Historic Kaua‘i flooding, above-normal active hurricane seasons in the Pacific, streaks of record-high temperatures, king tides eating into Honoapi‘ilani Highway, and dying reefs have all shown that the effects of climate change are close to home. Like a doomsday prophecy of erratic weather to come, last week’s evening news projected images of a flash storm that inundated O‘ahu, struck three people with lightning, flooded roads, backed up storm drains, and lined cars in traffic on the Pali Highway deep into the middle of the night.
A few weeks ago, I was talking to writer Susan Halas about the subject of climate change and general human carelessness toward the environment. She’s been a journalist much longer than I have, so I asked her: “How have we, the media, failed?”
We’re now at a point when UN scientists have given us just 12 years to drastically alter human behavior to avoid the most damaging effects of climate change, Earth’s species are dying off faster than any time in human history, and ocean plastic pollution is expected to outweigh the fish in the sea by 2050. These are not new dangers and threats; we have known about how our activity is imperiling the planet for decades.
“Why have we not been able to communicate this to the public in time?” I asked, with a millennial’s urgency. “How did things get so bad? How can we communicate better the danger we’re in?”
There was no direct answer. Perhaps journalists just talk in stories.
Instead, Susan told me about a scientist she recently met: Tara Owens, a coastal processes and hazards specialist who works for the University of Hawai‘i Sea Grant program. Owens, who consults with individuals and agencies such as the County of Maui Planning Department, recently showed Susan the Hawai‘i Sea Level Rise Viewer, a web-based modeling program that projects what the effects of sea level rise will look like on Hawai‘i’s coasts (see graphics at the bottom of this article). That’s one way to make the impacts of climate change visual and less abstract, we agreed. Susan began work on the article that is this week’s cover story.
In the story, Owens says that as a scientist rather than a politician, her calling is not to create solutions, but communicate data so decision-makers can make better choices. She adds, however, that it is discouraging when her findings aren’t taken into account. In one interesting exchange, Owens tells Susan, “In my work I don’t see ‘climate deniers’ so much as ‘climate ignorers.’”
Indeed, we are past the point of denying the conclusiveness of human-driven climate change. Recent surveys of scientific literature put the scientific consensus of anthropogenic climate change anywhere from 90 to 100 percent. The findings of the models in the Sea Level Rise Viewer have been published in peer-reviewed academic literature. So the question is, how much longer can we ignore this to the detriment of our planet and future generations?
How much longer can we continue developing (and then relocating) concrete monuments to cars that spew carbon dioxide? How much longer can we continue to sprawl development and pave over green space? How much longer can we rely on a visitors industry that turns our home, environment, and natural resources into a mere commodity to be bought, sold, and rented? How much longer can we import over 90 percent of our food over thousands of miles rather than growing it in carbon-sequestering local soil? How much more growth can we support before we begin to consume ourselves?

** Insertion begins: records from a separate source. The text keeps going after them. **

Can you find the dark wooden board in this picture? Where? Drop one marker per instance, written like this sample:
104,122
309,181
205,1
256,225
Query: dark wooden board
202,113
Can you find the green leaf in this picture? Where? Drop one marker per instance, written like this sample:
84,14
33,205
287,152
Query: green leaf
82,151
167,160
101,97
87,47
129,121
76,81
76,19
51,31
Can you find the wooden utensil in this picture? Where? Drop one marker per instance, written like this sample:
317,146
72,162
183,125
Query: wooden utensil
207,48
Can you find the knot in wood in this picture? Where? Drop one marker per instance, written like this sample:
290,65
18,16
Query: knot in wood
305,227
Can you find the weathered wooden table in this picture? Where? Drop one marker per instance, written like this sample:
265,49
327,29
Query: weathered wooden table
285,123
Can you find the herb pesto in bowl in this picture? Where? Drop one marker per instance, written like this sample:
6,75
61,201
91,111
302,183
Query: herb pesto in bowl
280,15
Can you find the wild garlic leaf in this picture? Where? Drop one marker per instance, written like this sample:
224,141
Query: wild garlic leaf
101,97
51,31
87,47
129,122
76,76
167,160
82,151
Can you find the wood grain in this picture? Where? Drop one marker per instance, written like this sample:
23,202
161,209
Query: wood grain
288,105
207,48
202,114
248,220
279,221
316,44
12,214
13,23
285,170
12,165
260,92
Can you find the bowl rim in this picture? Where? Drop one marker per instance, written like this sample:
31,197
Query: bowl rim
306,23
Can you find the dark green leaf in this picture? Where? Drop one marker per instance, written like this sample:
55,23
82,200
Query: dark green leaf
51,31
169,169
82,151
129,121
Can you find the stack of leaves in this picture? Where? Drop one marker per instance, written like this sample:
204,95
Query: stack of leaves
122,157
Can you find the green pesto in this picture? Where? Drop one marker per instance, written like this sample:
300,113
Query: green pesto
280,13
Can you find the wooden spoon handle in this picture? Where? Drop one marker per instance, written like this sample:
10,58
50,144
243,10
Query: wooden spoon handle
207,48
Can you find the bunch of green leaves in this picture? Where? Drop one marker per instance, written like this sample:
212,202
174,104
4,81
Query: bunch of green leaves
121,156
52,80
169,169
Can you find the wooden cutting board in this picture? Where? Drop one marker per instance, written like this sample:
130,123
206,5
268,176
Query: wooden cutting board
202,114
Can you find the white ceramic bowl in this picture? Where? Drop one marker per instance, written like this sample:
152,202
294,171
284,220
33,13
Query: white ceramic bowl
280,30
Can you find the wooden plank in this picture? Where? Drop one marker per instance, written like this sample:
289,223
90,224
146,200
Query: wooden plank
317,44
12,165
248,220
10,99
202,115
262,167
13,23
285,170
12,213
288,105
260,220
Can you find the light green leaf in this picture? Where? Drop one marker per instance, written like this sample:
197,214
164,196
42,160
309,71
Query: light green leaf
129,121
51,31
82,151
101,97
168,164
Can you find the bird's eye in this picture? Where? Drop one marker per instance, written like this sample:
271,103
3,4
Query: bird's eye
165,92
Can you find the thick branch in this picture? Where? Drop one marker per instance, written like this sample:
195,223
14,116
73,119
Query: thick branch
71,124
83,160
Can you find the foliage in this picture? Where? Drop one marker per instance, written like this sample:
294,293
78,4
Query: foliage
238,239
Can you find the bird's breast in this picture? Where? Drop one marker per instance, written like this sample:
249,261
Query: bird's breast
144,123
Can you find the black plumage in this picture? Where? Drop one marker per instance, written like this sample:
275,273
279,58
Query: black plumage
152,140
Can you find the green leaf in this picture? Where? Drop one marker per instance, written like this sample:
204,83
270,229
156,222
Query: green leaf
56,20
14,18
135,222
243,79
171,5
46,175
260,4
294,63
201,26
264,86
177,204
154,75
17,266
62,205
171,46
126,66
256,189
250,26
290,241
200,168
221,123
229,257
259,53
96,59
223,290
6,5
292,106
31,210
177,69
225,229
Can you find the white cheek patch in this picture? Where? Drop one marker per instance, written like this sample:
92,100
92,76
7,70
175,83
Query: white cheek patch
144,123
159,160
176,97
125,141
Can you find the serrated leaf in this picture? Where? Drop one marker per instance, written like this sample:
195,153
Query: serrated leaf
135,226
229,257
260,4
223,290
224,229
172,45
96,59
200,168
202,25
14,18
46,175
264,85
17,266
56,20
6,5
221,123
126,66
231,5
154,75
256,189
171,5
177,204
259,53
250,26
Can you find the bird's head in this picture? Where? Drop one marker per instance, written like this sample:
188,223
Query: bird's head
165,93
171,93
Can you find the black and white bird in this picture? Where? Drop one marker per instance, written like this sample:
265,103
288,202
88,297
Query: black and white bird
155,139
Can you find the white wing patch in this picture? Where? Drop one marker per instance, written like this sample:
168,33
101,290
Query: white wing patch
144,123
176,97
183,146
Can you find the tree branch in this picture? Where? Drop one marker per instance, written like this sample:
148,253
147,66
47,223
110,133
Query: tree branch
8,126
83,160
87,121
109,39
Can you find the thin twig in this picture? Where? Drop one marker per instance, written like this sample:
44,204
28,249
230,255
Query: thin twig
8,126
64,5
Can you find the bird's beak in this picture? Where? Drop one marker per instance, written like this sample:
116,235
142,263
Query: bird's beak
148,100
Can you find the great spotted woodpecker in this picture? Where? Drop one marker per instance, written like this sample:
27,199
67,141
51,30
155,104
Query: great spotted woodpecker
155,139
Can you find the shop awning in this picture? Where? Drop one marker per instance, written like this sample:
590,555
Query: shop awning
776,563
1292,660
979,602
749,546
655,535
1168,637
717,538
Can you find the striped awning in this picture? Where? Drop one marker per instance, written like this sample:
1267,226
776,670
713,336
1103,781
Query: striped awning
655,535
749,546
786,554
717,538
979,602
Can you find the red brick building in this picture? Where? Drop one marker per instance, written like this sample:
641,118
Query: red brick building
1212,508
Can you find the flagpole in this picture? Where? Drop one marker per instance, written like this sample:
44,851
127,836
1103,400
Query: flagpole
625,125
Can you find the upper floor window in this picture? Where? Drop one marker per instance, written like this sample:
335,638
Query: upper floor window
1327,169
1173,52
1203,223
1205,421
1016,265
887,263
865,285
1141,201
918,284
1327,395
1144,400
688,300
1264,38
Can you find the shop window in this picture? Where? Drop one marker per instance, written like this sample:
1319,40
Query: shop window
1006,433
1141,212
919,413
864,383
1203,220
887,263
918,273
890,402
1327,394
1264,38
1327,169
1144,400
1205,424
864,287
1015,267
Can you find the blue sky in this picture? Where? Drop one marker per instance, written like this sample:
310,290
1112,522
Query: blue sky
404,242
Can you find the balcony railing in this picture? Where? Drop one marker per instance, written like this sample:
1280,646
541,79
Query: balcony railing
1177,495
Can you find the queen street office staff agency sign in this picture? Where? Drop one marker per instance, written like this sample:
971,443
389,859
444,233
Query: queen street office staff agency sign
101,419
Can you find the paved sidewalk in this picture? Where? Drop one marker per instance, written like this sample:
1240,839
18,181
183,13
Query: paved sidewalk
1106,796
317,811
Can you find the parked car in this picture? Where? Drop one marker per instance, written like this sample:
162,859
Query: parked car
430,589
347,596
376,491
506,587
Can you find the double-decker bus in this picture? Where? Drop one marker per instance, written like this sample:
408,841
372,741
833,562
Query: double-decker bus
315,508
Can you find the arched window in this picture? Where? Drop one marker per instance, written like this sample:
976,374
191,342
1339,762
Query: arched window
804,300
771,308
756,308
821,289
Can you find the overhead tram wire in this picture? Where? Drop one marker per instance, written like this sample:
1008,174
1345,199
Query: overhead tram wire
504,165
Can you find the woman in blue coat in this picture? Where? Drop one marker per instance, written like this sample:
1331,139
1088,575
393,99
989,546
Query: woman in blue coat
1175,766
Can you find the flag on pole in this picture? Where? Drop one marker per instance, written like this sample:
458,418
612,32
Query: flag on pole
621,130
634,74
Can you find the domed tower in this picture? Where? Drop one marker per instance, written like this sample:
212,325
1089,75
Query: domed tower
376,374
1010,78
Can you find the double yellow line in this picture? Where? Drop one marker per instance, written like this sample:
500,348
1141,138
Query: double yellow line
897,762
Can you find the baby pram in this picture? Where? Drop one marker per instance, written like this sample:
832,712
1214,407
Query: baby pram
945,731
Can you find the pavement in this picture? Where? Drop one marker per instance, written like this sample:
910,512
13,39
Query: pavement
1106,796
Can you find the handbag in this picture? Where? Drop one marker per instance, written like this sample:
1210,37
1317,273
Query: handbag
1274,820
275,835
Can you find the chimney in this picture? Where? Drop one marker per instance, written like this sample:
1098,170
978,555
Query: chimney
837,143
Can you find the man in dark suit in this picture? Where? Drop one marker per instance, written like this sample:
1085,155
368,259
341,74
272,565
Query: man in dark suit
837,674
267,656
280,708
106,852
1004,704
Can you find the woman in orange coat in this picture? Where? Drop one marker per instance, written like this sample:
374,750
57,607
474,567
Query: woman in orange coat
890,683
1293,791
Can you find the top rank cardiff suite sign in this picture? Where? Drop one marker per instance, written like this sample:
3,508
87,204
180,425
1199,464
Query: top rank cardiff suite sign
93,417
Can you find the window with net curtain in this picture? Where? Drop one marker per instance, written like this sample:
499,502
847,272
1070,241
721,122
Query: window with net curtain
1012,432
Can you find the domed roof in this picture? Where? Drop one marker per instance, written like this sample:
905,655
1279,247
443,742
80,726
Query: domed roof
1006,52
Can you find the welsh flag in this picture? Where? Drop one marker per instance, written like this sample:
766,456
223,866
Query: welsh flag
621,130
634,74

It all depends on how much longer we continue to ignore the dire state of our planet and the necessity for massive and serious change.
The consequence of climate ignorance, like last week’s images from Honolulu, haunt me. In a statement to Hawaii News Now, Honolulu City’s chief resilience officer Josh Stanbro called it an abnormal “freak winter-type” storm with “climate change fingerprints all over it” and “a good reminder that in order for us to protect our island and our safety, we need to move aggressively cut the cord to fossil fuels and make sure that we update our building codes and infrastructure to handle more severe weather.”
So after frantically googling what to do if caught in a lightning storm and wringing my hands over the idea that Maui’s Pali will one day be flooded and backed up like O‘ahu’s Pali, I asked Owens what she thought of the storm.
“While it is difficult to tie a single weather event to overall climate change,” she responded, “these events do provide a glimpse of the future and an indication of trends. While the focus of our story was sea level rise and we are already observing those impacts, climate change impacts overall will be much more wide-ranging.
“With climate change, we have observed and expect declining rainfall overall, so there will likely be longer periods of drought with bouts of heavy rainfall events. The implications of that kind of trend are far reaching, including flooding, erosion and runoff, and water shortages. It is the social implications of these impacts that are immediately evident, as in the traffic problems on O‘ahu that cause residents to spend hours in their commutes or prevent them from reaching their children at school or daycare.”
Flooding, erosion and runoff, and water shortages… sound familiar?
The global weirding of climate change is here. Don’t look away.